気になる「春日部のホーム上のラーメン」どうなる?

春日部駅ホームの「東武らーめん」
春日部駅「東武らーめん」名物、コロッケ入りラーメン

 ここで気になるのは、同じ東武鉄道のアーバンパークライン(野田線)春日部駅ホームにある「東武らーめん」だ。春日部市が舞台の漫画「クレヨンしんちゃん」がプリントされた柱を抜けると、大勢の人々がカウンター上で「コロッケラーメン」などを啜っているが、すでに駅高架化の工事が始まっており、今の店舗が将来的に閉店となることは間違いない。

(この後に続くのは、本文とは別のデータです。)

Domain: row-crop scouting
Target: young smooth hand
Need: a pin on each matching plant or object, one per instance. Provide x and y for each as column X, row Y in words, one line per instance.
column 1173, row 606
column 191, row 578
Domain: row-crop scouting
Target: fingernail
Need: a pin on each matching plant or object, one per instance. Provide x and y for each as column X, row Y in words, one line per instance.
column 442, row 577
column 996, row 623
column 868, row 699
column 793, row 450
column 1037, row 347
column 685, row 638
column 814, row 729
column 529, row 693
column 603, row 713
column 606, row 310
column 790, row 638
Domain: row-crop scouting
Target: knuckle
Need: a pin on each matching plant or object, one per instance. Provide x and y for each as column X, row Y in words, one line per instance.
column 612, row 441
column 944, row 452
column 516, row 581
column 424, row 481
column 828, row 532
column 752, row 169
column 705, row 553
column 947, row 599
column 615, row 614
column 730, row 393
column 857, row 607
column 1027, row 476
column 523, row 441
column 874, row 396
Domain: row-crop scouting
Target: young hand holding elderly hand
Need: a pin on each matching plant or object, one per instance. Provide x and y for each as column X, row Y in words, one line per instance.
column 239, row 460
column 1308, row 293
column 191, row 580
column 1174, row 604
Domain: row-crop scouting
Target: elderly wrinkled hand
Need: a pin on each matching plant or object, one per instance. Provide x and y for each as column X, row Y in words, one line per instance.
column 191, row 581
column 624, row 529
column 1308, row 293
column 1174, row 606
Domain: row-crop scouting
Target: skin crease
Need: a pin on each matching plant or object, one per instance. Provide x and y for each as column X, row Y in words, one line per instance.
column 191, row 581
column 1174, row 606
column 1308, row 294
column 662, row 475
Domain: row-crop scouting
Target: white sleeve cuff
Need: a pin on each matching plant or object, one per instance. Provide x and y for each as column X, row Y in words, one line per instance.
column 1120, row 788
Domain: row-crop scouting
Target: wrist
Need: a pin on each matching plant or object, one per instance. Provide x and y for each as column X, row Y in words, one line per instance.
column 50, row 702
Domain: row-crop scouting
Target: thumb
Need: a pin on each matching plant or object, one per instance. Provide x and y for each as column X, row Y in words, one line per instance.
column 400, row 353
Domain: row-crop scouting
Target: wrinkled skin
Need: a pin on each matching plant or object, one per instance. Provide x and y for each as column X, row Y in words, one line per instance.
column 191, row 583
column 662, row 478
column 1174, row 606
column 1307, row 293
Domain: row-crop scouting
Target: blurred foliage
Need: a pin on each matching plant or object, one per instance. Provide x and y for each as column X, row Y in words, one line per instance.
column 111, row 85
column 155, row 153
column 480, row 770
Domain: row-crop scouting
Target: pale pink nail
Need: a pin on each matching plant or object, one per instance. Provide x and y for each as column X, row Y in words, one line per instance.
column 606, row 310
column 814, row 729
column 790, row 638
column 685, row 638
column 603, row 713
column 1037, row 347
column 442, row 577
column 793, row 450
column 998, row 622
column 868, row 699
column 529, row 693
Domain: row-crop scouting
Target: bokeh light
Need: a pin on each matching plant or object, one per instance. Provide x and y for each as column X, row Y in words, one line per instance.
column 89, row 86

 しかし、この店舗を運営している「東武食品サービス」(東武グループ)は、すでに東武らーめん店名を商標登録している(登録番号:第6091713号)。閉店したとしてもホーム上か、そうでなくてもコンコースなどで復活することを期待したい。

 いずれにせよ、ホーム上のそば・ラーメン店は「食べるなら、店があるうち」。今ある数々の店舗も、早めに訪問しておきたい。